Overall, Cr Hayes said the SVC has benefitted from being more isolated than other cities and having plenty of fresh air and room for social distancing.
“We’ve dodged a bullet [so far],” he said. “We’ve been very lucky. I think the community has been diligent for the most part and we’re lucky that we’re on the front foot a bit.”
Cr Hayes said that locals don’t “live in each other’s pockets” as in cities where there have been hot spots such as Melbourne or Sydney.
“We’ve got the luxury that our population is not as [dense],” he said.
“I’m just risk averse at the moment. I usually try to get to the cricket in Sydney, but I’ll be watching it on television. It’s a whole lot safer.”
Fellow SVC Councillor and former surgeon Dr Geoff Pritchard said he’s been taking the precautions very seriously and personally, refusing to allow his daughter from Sydney to visit his home over the Christmas holidays.

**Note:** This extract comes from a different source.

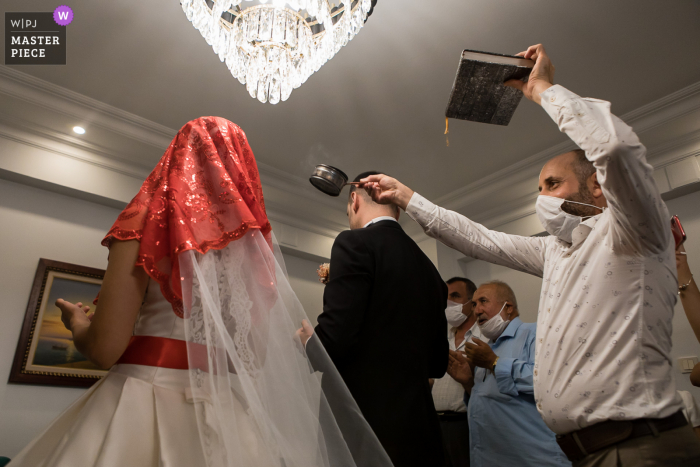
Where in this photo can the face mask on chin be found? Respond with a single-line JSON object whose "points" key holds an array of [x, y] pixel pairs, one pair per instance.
{"points": [[555, 220], [495, 326], [454, 314]]}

“She changed her mind and she was contacted by the Department of Health after that, saying she’s a close contact after being in a coffee shop in Sydney the day before and that coffee shop had a case,” said Dr Pritchard.
“We really don’t know who’s got it and what the future holds, so we have to be vigilant.”
Dr Pritchard’s daughter is now ‘locked up with the kids’ at their home in Sydney.
“It hurt me really hard to deny her the opportunity to come down here,” he said, insisting that politicians have to set the example for the community and be above reproach when it comes to hand hygiene, mask-wearing and social distancing.
“The governments have done a great job with their contact tracing and they’ve kept a lid on things, and they can do that while the numbers are low, but if the numbers get out of control anywhere, they won’t be able to hold it back,” he said.
“The great fear is that we’ll become like other countries in the world
“We live in a paradise here at the moment but it could so easy turn it into chaos.”
Dr Pritchard said he expects the threat to continue at a high level until an effective vaccine has been distributed through the bulk of the community.
He thinks that could be a year or more away.
“If you look at the history, these plagues have been coming continuously throughout mankind’s history.
“There are only two alternatives, get a vaccine or let the susceptible people die out and we can’t let the second one happen so we have to pray that we get one,” he said.
Dr Pritchard said he felt it was ‘completely irresponsible’ to go ahead with the Cycle Classic.